Mulai dari mencoba meneruskan cerita Wattpad yang ku buat, menulis blog harian, hingga melanjutkan cerita novel yang sedari dulu bertahan pada draft laptopku, tak ada satupun yang berhasil aku tuntaskan, semua berhenti di tengah jalan.

Bukan aktivitas yang semakin banyak ku selesaikan, malah semakin banyak pertanyaan yang enggan aku tinggalkan.

Pertanyaan itu tentang :


"Apa aku harus merelakan nilaiku?"

"Mengapa semua harus ku lakukan saat aku sakit?"

"Apa tidak apa menjadi biasa saja dalam jurnal yang ku buat?"

 

Kalau boleh jujur, aku sangat berambisi pada nilai akademikku.

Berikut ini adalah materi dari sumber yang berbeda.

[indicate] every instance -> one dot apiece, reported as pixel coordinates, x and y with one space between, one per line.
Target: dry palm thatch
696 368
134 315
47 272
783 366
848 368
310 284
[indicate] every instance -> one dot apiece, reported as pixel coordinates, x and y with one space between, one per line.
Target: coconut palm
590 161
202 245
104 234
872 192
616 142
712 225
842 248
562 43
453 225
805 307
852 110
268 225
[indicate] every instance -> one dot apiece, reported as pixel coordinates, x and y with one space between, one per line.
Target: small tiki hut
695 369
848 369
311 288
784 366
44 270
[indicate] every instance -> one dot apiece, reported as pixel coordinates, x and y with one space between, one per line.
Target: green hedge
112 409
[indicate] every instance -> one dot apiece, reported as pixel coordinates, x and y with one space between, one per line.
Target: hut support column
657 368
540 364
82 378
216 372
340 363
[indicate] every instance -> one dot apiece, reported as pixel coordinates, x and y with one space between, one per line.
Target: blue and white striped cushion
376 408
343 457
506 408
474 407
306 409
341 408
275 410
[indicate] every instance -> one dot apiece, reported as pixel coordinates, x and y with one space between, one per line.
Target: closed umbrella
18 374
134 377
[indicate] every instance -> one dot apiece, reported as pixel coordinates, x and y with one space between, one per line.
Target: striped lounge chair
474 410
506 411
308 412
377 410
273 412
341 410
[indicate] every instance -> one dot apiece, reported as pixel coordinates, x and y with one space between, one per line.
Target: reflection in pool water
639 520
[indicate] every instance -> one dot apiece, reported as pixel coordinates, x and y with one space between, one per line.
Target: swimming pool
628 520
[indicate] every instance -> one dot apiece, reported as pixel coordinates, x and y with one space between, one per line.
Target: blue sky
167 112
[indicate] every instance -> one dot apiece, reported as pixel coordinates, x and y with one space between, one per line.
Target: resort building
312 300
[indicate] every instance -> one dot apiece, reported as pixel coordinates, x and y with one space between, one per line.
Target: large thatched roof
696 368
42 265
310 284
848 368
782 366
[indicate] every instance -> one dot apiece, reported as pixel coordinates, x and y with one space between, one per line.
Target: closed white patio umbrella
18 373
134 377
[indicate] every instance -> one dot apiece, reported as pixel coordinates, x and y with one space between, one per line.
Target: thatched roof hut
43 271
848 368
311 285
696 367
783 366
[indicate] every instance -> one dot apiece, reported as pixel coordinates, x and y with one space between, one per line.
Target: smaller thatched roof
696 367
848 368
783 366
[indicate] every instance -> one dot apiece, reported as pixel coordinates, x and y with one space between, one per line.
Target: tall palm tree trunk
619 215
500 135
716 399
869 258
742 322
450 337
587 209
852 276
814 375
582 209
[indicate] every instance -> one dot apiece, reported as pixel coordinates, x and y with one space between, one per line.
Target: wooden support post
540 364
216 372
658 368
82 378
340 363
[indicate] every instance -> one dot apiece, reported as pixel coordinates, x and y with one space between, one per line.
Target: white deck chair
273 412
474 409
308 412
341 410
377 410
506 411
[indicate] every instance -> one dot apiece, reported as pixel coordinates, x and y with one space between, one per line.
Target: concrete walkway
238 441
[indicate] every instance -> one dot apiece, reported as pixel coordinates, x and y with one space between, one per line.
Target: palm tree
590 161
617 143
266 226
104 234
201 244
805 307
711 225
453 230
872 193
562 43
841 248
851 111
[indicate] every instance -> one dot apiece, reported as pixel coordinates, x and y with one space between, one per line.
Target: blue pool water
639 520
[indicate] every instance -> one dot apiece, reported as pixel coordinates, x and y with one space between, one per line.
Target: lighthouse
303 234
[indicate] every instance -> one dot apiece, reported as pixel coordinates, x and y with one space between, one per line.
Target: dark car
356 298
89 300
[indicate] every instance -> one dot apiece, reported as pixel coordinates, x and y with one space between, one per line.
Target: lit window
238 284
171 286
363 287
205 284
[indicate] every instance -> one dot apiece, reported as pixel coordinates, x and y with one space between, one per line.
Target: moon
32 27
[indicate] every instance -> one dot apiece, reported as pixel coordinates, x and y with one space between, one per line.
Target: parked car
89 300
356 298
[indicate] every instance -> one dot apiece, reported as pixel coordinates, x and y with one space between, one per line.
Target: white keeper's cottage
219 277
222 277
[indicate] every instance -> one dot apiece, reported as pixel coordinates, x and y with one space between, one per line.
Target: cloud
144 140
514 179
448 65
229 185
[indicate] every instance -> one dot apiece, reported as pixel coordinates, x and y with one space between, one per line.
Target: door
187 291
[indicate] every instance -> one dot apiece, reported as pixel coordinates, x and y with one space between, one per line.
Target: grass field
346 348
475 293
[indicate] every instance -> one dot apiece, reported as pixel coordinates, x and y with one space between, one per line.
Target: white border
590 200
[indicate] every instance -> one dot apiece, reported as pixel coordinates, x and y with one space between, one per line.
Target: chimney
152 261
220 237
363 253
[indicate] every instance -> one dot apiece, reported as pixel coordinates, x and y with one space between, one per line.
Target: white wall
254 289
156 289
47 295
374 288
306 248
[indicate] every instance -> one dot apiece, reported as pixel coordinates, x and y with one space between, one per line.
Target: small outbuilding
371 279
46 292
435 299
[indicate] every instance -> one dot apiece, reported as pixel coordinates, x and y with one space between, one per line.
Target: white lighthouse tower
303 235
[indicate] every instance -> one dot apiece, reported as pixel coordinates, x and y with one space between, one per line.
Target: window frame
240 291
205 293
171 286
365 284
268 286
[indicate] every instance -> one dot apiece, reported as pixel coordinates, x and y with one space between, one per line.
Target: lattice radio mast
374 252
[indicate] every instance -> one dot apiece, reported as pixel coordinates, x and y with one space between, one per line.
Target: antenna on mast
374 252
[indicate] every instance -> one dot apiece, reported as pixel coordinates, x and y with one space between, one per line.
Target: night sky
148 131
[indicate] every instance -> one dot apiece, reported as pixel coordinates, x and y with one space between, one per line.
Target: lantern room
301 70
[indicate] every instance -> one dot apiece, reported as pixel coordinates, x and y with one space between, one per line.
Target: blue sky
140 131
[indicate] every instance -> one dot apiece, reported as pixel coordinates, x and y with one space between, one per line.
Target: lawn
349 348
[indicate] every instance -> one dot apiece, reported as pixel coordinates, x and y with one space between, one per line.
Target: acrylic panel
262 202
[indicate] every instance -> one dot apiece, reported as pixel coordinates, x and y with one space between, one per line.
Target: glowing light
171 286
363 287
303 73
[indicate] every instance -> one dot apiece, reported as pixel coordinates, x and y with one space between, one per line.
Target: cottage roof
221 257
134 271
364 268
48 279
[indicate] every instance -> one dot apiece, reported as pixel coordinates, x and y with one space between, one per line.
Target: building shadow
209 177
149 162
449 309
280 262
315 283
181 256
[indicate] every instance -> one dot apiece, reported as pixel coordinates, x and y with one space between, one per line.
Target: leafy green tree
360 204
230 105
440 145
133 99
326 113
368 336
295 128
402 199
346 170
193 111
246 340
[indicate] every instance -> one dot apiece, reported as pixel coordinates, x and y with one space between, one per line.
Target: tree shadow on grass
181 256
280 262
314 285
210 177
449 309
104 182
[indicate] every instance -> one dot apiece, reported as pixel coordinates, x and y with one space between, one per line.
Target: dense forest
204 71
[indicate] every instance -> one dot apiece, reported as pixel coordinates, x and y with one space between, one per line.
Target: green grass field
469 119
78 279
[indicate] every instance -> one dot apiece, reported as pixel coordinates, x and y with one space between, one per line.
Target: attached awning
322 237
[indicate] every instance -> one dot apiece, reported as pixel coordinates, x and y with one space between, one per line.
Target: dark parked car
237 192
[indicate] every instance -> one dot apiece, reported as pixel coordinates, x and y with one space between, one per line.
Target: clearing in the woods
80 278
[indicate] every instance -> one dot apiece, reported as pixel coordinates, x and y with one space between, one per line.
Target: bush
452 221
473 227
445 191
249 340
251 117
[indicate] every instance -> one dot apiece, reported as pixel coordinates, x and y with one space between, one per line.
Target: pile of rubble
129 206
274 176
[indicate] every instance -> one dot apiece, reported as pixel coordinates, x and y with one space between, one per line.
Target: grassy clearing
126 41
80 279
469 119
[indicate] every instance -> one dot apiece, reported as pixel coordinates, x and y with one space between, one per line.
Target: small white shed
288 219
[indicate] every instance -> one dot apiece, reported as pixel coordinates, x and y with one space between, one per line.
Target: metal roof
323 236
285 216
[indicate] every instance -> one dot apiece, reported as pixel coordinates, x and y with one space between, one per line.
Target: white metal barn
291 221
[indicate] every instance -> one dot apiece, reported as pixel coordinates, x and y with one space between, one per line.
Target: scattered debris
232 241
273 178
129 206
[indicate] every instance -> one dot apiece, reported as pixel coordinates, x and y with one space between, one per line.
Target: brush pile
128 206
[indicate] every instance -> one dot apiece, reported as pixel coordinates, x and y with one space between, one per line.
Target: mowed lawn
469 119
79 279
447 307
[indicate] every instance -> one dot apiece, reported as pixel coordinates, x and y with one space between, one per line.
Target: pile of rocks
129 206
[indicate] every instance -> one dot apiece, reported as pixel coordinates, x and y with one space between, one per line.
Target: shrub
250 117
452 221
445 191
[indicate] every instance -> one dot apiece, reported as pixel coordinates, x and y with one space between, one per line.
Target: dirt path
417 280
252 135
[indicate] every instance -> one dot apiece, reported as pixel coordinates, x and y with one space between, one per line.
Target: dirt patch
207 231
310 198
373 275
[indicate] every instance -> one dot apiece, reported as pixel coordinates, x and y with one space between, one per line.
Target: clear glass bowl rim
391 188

Baru melanjutkan kuliah setelah gap year 4 tahun, membuat aku tidak ingin menyiakan waktu dengan tidak bersungguh-sungguh dalam perkuliahan ini. Aku sungguh ingin lulus dengan ilmu yang baik. Dan ketika rasa jenuh, lelah, hilang arah itu terjadi di penghujung semester, aku menjadi semakin kalut dan panik, sangat panik.

Namun, pada akhirnya, di malam ketiga saat aku terpapar Covid-19, aku mencoba sekali lagi membaca buku yang belum sempat selesai kubaca, sebuah usaha untuk mengembalikan semangat dan mood ku dengan berimajinasi lewat buku. 

"Keajaiban Toko Kelontong Namiya" karya Keigo Higashino, pengarang dari Jepang ini berhasil membuat semangatku akan sesuatu hal yang luas itu tumbuh. Dan coba tebak apalagi yang membuatku semangat? Ternyata salah satu temanku juga membacanya! Meski memiliki hobi yang sama yakni membaca buku, jarang sekali kami menemukan genre dan judul buku yang sama untuk kita ulas bersama.

Kamipun bertukar pikiran tentang cerita di buku itu, saling tanya sudah sampai halaman berapa, dan bagaimana reaksi saat membaca hal yang tak terduga dari buku tersebut.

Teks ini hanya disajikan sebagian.